Bangkok Mass Protest Sunday
Protests took place in many parts of Bangkok today in what seems to be a mass protest Sunday.
What follows are general observations and thoughts after spending a couple of hours at Siam Square where many thousands protested outside the gates of the Royal Thai Police Headquarters.
There were many police in the area, patrolling the Rajaprasong and Patumwan intersections – but the largest numbers were inside the Police HQ compound.
The Siam Square area was taken over by protesters, one of many sites around the city where the protesters were in full voice, making their thoughts very clearly known.
Much of the Siam Square area was closed including the major shopping centres of Siam Paragon, Siam Centre, Siam Discovery Centre and Central World as well as most shops in the sois that comprise Siam Square itself. I never did make it to MBK so don’t know if it was closed or not.
Central Chidlom was open and it was business as usual – no doubt they did a booming trade as people were paid on Friday and the weekend following pay day is always busy for retailers.
There were two temporary stages set up in the Siam Square area – each on the back of a truck – one at the Henri Dunant intersection and one right out front of the main gates at the Thai Police Headquarters.
The crowd would periodically erupt with applause as thousands – maybe tens of thousands – clapped, cheered and blew their whistles making a quite incredible noise.
Every entrance / exit in and out of the Thai Police Headquarters was blocked with huge concrete slabs on the outside and razor wire on the inside.
The cops stood near the fortifications and it was interesting to observe them. Some were relaxed, laughing and joking with colleagues while others were tense and looked quite concerned. I couldn’t help but feel sorry for them for you could see in the eyes of some that they really didn't want to be there.
Out front of the main entranceway in to the national Police HQ was a truck with leaders speaking about the protests. One particularly skilled orator taunted the police who were lined up inside in riot gear, wearing helmets, carrying shields and standing in the sun. He told them to strip off their uniform and to come outside where they could join the ranks of the protesters. He said the protesters had water, food and were comfortable.
Looking through the heavily fortified gates of the national police HQ were heaps of coppers.
At one point one of the speakers said that it didn’t matter if you came with people you know, or came alone – everyone was in this together like one big family, a small speech which got a most rousing reception, whistles being blown and screams so loud that made ears ringing.
The odd vendor was selling earplugs while others walked around distributing cotton bugs to plug one’s ears for free.
Some took the chance to air their grievances about the dispute of who controls the land around the Pra Wiharn temple at the border with Cambodia.
Much of the speeches were about corruption and what had happened to the money paid by people as taxes.
There weren’t that many placards but those that were displayed were strong. Plenty included messages in English.

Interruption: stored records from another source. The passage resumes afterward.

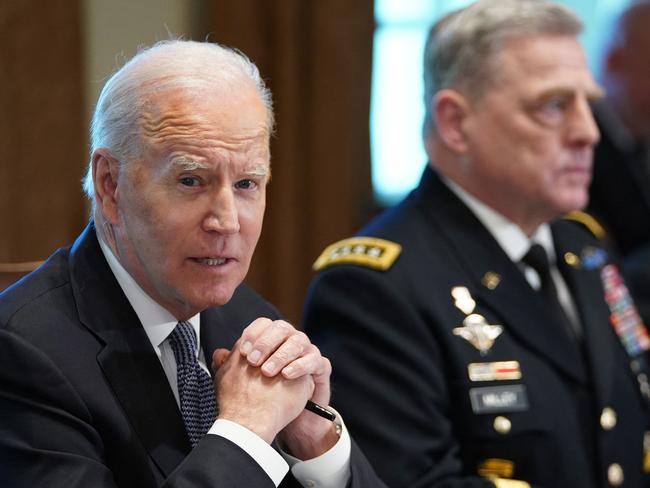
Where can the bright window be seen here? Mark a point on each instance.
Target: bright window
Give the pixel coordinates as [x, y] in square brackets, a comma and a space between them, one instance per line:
[398, 157]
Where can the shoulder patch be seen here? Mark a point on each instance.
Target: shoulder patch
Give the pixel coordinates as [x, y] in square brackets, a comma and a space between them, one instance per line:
[588, 221]
[364, 251]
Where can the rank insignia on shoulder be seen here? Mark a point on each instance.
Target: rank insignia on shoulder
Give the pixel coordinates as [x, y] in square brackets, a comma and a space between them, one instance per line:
[588, 221]
[494, 467]
[371, 252]
[593, 257]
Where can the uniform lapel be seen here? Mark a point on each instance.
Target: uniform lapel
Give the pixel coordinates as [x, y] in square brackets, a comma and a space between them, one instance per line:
[513, 301]
[587, 291]
[128, 360]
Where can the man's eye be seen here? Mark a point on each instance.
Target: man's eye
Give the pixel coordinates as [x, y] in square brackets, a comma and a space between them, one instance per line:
[245, 185]
[189, 181]
[556, 104]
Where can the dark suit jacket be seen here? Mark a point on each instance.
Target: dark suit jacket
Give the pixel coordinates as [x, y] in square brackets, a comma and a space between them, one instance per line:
[401, 373]
[619, 195]
[84, 400]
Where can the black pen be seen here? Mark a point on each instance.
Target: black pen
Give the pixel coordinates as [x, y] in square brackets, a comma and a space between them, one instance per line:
[320, 411]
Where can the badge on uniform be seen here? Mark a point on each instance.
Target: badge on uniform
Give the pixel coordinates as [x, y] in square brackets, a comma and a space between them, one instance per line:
[492, 399]
[593, 257]
[475, 329]
[496, 371]
[624, 316]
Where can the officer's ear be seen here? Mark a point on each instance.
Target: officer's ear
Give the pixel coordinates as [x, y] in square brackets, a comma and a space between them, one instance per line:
[451, 109]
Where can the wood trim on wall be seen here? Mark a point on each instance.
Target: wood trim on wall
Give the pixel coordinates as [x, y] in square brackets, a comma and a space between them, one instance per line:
[42, 140]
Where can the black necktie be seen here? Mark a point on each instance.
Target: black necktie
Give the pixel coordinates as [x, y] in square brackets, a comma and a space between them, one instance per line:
[195, 387]
[537, 259]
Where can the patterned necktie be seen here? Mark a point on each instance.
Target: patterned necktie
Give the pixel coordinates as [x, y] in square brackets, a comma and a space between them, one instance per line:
[537, 259]
[195, 387]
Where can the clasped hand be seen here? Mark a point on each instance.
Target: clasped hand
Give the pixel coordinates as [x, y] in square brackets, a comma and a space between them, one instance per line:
[264, 383]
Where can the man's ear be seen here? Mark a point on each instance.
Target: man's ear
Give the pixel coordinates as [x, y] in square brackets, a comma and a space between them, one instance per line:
[451, 108]
[106, 171]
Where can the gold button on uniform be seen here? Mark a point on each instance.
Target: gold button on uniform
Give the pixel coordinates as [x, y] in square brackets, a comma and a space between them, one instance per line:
[502, 425]
[615, 474]
[608, 418]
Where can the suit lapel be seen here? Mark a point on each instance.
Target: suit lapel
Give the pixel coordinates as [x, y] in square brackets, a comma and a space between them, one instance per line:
[217, 332]
[587, 291]
[128, 361]
[513, 301]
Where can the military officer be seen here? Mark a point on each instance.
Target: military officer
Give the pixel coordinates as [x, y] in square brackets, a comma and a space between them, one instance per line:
[478, 338]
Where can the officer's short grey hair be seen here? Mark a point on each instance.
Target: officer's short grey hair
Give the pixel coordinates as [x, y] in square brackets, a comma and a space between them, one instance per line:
[461, 47]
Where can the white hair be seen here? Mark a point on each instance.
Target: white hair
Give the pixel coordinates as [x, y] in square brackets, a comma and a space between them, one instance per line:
[175, 63]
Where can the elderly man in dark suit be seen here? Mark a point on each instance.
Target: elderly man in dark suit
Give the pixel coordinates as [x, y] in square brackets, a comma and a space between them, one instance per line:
[478, 339]
[620, 190]
[136, 357]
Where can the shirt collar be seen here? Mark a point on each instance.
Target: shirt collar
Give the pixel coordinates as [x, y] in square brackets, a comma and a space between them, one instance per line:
[158, 323]
[509, 235]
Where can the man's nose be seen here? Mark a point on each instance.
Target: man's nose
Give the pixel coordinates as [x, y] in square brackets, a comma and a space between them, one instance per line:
[582, 125]
[222, 216]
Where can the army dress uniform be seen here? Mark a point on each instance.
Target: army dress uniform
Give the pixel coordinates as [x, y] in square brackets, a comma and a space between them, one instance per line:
[451, 371]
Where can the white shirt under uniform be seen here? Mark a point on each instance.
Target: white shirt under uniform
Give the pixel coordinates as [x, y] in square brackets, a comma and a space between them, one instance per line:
[330, 470]
[515, 243]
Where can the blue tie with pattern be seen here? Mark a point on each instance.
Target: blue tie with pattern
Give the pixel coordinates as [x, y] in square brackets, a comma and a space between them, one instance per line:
[195, 387]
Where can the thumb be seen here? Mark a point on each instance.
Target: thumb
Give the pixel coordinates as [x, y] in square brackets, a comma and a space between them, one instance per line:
[219, 357]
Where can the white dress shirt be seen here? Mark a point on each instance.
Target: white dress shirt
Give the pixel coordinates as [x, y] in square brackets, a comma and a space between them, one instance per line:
[515, 243]
[330, 470]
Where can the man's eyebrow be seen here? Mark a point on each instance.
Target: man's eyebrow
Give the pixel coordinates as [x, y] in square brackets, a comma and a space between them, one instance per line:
[188, 164]
[261, 170]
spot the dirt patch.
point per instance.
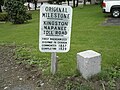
(19, 76)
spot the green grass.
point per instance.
(87, 33)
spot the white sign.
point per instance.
(55, 28)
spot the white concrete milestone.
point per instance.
(88, 63)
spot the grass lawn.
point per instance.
(87, 34)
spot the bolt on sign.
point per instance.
(55, 28)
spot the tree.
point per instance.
(16, 11)
(35, 3)
(1, 3)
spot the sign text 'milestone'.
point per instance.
(55, 28)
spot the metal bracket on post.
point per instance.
(53, 63)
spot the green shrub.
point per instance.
(3, 17)
(17, 12)
(29, 16)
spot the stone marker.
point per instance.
(88, 63)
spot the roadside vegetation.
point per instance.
(87, 34)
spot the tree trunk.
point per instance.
(0, 8)
(68, 2)
(35, 5)
(77, 3)
(73, 3)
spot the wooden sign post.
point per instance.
(55, 30)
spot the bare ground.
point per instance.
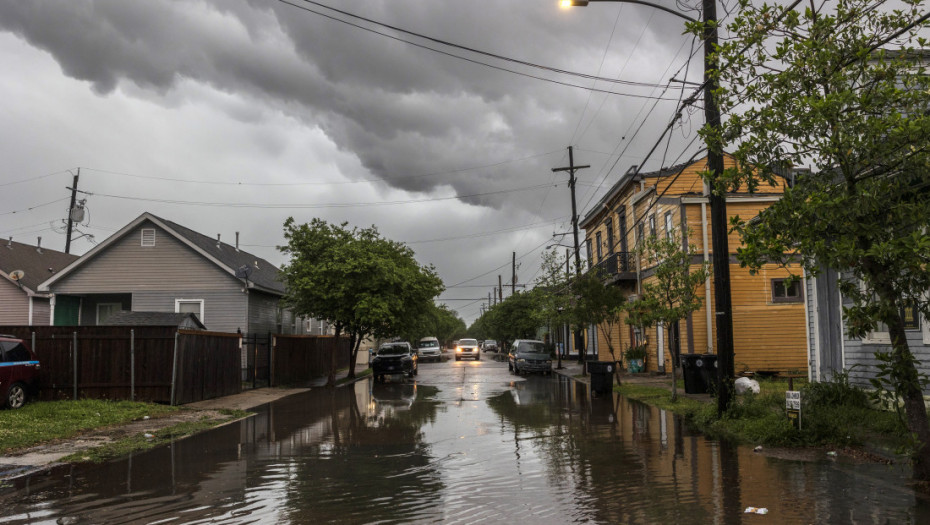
(44, 455)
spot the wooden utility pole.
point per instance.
(571, 169)
(73, 189)
(513, 269)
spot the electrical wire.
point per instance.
(405, 177)
(478, 62)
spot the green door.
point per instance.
(67, 310)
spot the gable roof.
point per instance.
(37, 264)
(633, 175)
(263, 276)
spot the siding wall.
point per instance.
(157, 275)
(768, 336)
(14, 304)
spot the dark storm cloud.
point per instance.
(403, 111)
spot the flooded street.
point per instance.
(466, 442)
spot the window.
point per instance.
(610, 237)
(189, 306)
(785, 292)
(148, 237)
(105, 310)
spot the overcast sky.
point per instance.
(231, 115)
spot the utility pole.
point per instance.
(513, 279)
(571, 168)
(73, 189)
(719, 220)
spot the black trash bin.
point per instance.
(602, 376)
(691, 370)
(708, 367)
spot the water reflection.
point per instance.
(540, 450)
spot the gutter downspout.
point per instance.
(707, 295)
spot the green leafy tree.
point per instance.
(598, 304)
(364, 284)
(671, 294)
(842, 86)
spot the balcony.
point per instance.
(618, 266)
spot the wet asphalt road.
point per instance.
(465, 442)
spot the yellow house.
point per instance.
(769, 317)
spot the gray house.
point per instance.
(155, 265)
(831, 350)
(22, 268)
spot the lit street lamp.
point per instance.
(718, 204)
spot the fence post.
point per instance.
(132, 365)
(74, 346)
(174, 368)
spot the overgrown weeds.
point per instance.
(834, 413)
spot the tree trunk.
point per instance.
(354, 339)
(905, 375)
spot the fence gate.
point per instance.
(256, 360)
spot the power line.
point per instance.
(313, 206)
(478, 62)
(240, 183)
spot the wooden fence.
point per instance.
(146, 363)
(297, 359)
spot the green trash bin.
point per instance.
(602, 376)
(692, 374)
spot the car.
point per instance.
(428, 349)
(19, 371)
(394, 359)
(467, 348)
(529, 355)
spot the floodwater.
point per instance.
(465, 443)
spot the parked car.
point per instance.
(19, 371)
(394, 359)
(467, 348)
(527, 355)
(429, 349)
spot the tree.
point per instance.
(599, 304)
(671, 295)
(364, 284)
(820, 87)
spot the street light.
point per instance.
(718, 203)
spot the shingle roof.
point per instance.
(264, 274)
(37, 264)
(153, 319)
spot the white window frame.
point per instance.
(148, 242)
(119, 307)
(177, 306)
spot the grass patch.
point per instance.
(834, 414)
(48, 420)
(143, 442)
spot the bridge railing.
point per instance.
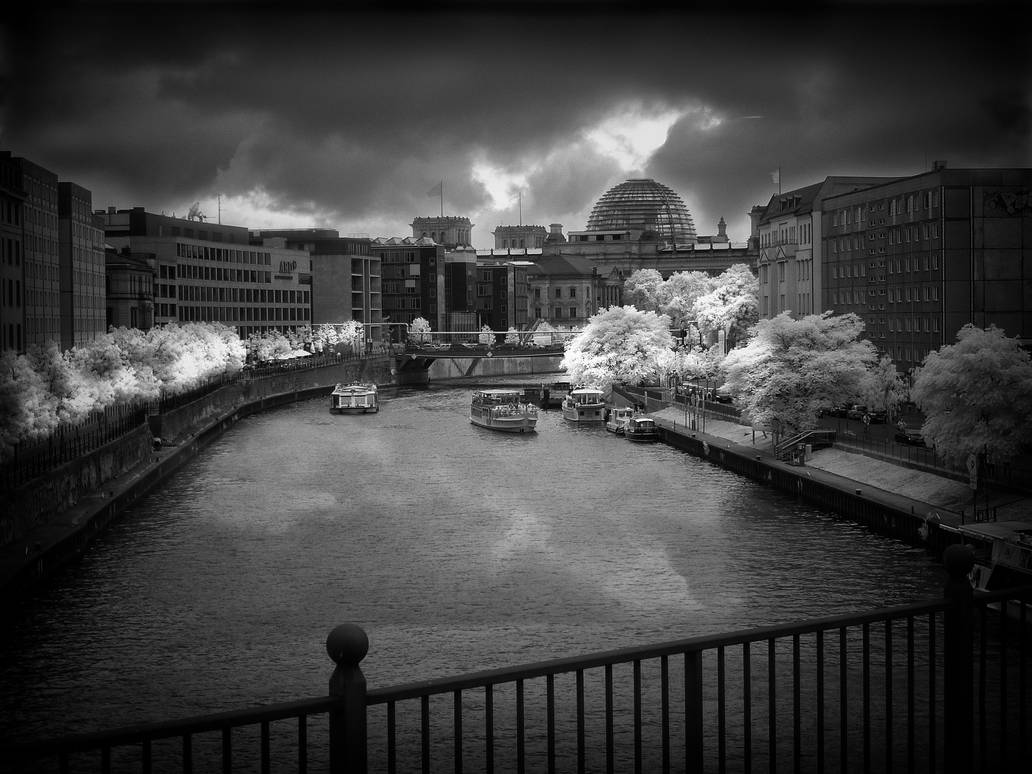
(936, 686)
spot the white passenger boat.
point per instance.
(641, 429)
(1003, 559)
(585, 405)
(354, 398)
(617, 418)
(504, 410)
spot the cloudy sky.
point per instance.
(526, 111)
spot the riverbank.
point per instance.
(924, 494)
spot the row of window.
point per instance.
(223, 255)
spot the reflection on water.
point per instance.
(456, 549)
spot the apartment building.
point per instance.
(213, 272)
(787, 231)
(81, 249)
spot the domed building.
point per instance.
(649, 210)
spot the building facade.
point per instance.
(213, 272)
(81, 247)
(566, 291)
(129, 289)
(11, 256)
(519, 236)
(448, 230)
(413, 271)
(346, 276)
(788, 229)
(920, 257)
(40, 253)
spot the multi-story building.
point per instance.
(920, 257)
(567, 290)
(644, 224)
(449, 230)
(787, 231)
(519, 236)
(129, 289)
(346, 280)
(11, 252)
(81, 247)
(502, 294)
(413, 271)
(213, 272)
(40, 254)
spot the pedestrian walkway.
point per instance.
(923, 493)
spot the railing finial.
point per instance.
(958, 560)
(347, 644)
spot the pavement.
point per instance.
(924, 493)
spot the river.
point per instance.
(456, 548)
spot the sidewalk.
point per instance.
(923, 493)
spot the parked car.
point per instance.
(909, 436)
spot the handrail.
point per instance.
(641, 652)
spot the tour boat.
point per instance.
(585, 405)
(617, 418)
(552, 394)
(641, 429)
(354, 398)
(503, 410)
(1003, 559)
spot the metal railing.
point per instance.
(941, 685)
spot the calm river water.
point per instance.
(456, 548)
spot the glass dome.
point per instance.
(643, 205)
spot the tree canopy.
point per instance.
(976, 396)
(619, 344)
(791, 368)
(695, 300)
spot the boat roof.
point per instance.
(998, 529)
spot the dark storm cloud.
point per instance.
(354, 116)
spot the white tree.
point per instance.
(419, 330)
(789, 368)
(882, 387)
(619, 344)
(976, 396)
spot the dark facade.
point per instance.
(213, 272)
(83, 265)
(413, 280)
(921, 257)
(129, 289)
(11, 256)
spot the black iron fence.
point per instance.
(936, 686)
(68, 442)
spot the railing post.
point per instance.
(958, 691)
(347, 645)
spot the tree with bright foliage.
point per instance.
(789, 368)
(976, 396)
(619, 344)
(419, 330)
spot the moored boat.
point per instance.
(641, 429)
(585, 405)
(617, 417)
(354, 398)
(1003, 559)
(504, 410)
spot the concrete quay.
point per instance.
(894, 500)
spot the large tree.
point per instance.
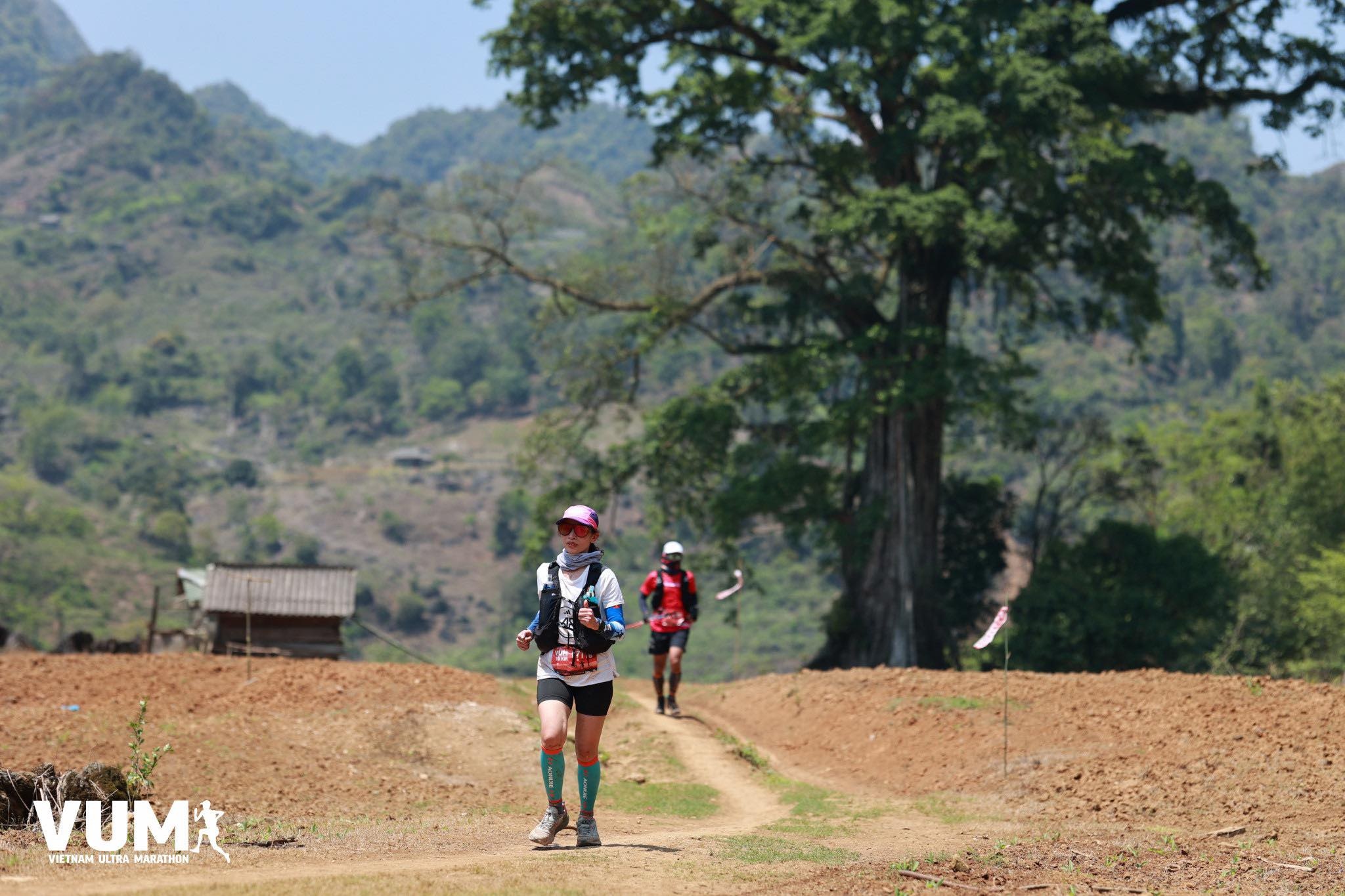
(856, 168)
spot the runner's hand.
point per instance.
(586, 618)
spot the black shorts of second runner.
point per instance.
(591, 700)
(662, 641)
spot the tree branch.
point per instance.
(1129, 11)
(1200, 100)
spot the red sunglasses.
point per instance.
(577, 528)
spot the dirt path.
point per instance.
(646, 851)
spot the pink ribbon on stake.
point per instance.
(1001, 618)
(726, 593)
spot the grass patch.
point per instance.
(958, 702)
(744, 750)
(950, 811)
(806, 800)
(763, 849)
(684, 801)
(807, 828)
(954, 703)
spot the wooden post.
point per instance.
(154, 621)
(248, 630)
(246, 616)
(1006, 702)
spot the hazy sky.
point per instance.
(350, 68)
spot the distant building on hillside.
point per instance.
(410, 457)
(295, 610)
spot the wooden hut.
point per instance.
(294, 610)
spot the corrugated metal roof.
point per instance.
(282, 590)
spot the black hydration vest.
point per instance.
(549, 624)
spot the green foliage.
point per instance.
(441, 399)
(233, 112)
(1264, 486)
(307, 550)
(825, 255)
(393, 527)
(171, 532)
(654, 798)
(141, 782)
(269, 534)
(512, 512)
(240, 472)
(1124, 598)
(431, 144)
(410, 613)
(35, 38)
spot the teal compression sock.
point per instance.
(553, 774)
(590, 778)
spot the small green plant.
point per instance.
(762, 849)
(141, 775)
(745, 750)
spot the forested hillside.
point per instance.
(206, 352)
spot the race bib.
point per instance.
(572, 661)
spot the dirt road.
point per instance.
(368, 778)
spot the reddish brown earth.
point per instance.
(416, 778)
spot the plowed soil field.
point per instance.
(397, 778)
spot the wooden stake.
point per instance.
(1006, 702)
(154, 622)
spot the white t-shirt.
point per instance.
(608, 593)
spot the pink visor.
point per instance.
(580, 513)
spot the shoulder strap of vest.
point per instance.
(591, 582)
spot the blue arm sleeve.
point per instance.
(615, 628)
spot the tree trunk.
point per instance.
(889, 612)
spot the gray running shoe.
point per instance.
(552, 824)
(586, 830)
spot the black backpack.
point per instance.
(549, 628)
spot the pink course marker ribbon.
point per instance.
(738, 574)
(1001, 618)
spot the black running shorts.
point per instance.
(661, 641)
(591, 700)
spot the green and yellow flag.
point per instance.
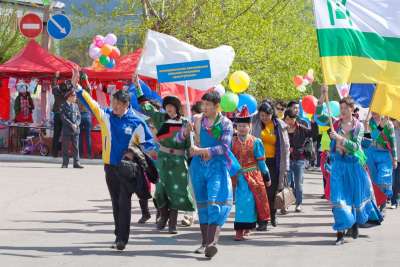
(359, 40)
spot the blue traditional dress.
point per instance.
(380, 155)
(351, 188)
(211, 178)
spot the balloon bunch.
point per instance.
(234, 100)
(104, 52)
(301, 82)
(309, 107)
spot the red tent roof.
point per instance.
(33, 61)
(123, 70)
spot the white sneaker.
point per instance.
(200, 250)
(298, 208)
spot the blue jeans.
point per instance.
(296, 179)
(86, 129)
(396, 186)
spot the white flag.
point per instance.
(160, 49)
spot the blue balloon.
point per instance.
(111, 64)
(335, 108)
(249, 101)
(320, 123)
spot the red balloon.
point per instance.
(115, 53)
(309, 104)
(297, 80)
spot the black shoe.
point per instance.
(273, 221)
(144, 219)
(78, 166)
(144, 207)
(354, 231)
(173, 220)
(120, 245)
(262, 226)
(340, 238)
(211, 251)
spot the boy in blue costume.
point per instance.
(210, 170)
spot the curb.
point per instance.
(40, 159)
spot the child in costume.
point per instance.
(251, 195)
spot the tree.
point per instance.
(274, 40)
(11, 41)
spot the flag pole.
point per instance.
(188, 111)
(323, 74)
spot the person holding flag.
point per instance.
(382, 153)
(210, 169)
(350, 194)
(172, 191)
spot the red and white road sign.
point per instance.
(31, 25)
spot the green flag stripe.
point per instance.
(348, 42)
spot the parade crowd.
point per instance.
(255, 162)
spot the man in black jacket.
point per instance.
(71, 119)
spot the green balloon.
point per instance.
(229, 102)
(325, 142)
(104, 60)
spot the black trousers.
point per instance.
(121, 203)
(271, 191)
(74, 141)
(57, 133)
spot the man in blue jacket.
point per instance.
(119, 128)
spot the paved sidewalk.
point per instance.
(62, 217)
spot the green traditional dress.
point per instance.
(172, 190)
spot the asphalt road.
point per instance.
(62, 217)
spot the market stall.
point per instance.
(25, 93)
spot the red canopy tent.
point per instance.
(35, 62)
(32, 62)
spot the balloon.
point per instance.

Some foreigners were in the area, the vast majority to me looked like expats. Few tourists were to be seen. Some foreigners were decked out for the occasion although history has shown us that while foreigners are welcome to observe, it's best not to get directly involved.
This was a very different crowd to what I saw when I covered the Bangkok red shirt occupation in 2010. The red shirts comprised many taxi drivers and motorcycle taxi riders, but it should be pointed out that there were many motorcycle taxi riders as part of the crowds today too.
I’ll save the comparison between the reds and the current anti-government protesters for another day. Please do understand however that I cannot get political. I will simply relay what I observe and provide practical on the ground information about what is happening. As a foreigner it is imprudent to comment on the politics. I have my personal views which I discuss with close friends, but that’s it.
The words on the t-shirt say it all, I love the nation.
Siam Square – in fact the entire area from Mahboonkrong (MBK) all the way to Central World – should be avoided at this time as it is full of protesters and police.
It is unknown how long this will last and when it will return to business as usual in the area. If you are in town for shopping, at the time of writing Central Chidlom, Terminal 21 and Emporium remain open and it's business as usual. Most suburban shopping malls will be open although of course they are not where tourists tend to go.
The Ramkhamhaeng area should be avoided.